Hope this helps. :raising_hands:

Thanks a lot @Jasmeet_Singh2

let me check it out

@Adrian_Langat We have existing product on node, angular and postgresql. Working on agentic capabilities on existing product with more features for help client to optimized there manual effort. Correctly on POC stage and for POCs i am using codesdk and codexsdk along with microsoft services for security. Clients are mostly on microsoft so need to use microsoft first approch.
Please check codexsdk and claudesdk, now microsoft also launch azure ai project sdk for most of feature. My most imp feature is client will write skills and upload to system and using those skill need to generate reports, so both sdk support this feature.

whoaaa, okay

that’s quite the technical jargon

so you already started on designing your enterprise-grade agentic AI? I’ll def check the codexsdk and claudesdk

So far no one has commented on one salient word from your thread title: diagram.

I think it has quite gone out of fashion, but when I was a young professional there was a lot of attention paid to system design and architecture, and specifically how to express design in a way that reduced project risk. This lead to the creation of the Unified Modeling Language (UML). UML® - Unified Modeling Language | Object Management Group

In contrast to just a drawing or picture, a design expressed in UML has semantics, which can be checked and enforced automatically. Everything is possible when your design is clouds with lightning bolts between them, but a UML model of your system increases the likelihood that what you draw can actually be built. It forces you to think critically about each component, their public interfaces, and the infrastructure required to deploy them.

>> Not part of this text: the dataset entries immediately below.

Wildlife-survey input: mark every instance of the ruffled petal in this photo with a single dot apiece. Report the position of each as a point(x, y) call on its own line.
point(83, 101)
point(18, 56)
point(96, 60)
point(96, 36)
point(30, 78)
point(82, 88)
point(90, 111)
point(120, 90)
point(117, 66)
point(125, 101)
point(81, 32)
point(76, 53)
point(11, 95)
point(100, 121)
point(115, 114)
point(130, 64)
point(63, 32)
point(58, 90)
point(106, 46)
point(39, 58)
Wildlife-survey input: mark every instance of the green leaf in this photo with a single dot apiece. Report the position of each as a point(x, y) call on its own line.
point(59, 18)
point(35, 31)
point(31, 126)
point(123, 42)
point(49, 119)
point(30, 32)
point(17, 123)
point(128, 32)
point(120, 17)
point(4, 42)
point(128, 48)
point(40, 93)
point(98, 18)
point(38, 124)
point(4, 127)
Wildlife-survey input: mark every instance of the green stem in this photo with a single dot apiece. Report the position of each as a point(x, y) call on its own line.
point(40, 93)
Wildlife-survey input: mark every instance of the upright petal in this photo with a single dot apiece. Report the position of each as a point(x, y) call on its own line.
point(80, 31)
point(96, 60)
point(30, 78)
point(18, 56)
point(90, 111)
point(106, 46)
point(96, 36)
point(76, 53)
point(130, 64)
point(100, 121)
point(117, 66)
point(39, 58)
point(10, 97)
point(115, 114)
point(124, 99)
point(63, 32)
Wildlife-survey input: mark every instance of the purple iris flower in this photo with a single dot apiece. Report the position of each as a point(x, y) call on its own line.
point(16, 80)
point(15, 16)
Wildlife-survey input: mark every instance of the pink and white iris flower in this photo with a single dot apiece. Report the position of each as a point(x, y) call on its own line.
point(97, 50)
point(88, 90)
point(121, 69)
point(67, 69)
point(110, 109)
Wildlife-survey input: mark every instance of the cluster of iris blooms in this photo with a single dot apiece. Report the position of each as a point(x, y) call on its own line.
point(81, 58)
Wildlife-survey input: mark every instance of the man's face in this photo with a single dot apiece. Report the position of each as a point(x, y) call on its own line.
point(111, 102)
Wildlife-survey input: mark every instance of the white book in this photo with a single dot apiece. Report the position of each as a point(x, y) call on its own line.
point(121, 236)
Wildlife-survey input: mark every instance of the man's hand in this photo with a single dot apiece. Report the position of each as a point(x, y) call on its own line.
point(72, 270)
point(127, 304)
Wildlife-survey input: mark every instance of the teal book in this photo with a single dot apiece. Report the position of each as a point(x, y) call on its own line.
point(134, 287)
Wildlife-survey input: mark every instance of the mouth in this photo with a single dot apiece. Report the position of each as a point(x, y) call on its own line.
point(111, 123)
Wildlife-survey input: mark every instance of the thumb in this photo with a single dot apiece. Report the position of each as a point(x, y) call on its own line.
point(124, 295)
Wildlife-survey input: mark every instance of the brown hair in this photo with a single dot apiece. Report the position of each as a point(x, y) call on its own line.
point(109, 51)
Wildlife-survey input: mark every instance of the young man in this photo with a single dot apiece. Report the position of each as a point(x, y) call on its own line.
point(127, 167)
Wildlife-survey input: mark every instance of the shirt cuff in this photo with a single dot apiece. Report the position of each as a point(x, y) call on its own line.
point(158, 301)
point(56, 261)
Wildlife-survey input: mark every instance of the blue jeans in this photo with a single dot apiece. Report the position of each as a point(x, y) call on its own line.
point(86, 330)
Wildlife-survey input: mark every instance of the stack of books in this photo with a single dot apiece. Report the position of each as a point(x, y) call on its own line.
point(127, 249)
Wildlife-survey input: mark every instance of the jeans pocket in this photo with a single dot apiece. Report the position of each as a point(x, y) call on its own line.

Maybe passé in this age where so many systems really are built as clouds and lightning bolts and AWS or Azure handles all the messy stuff magikally behind a curtain, but based on my experience, a (set of) UML diagram(s) is a valuable asset for any tech project or company. Grady Booch ( Grady Booch - Wikipedia ) used to say ‘…every system has an architecture- the best ones are intentional.’ UML is a way to express intentional system architecture. If you don’t use it, make sure that choice is also intentional. Cheers.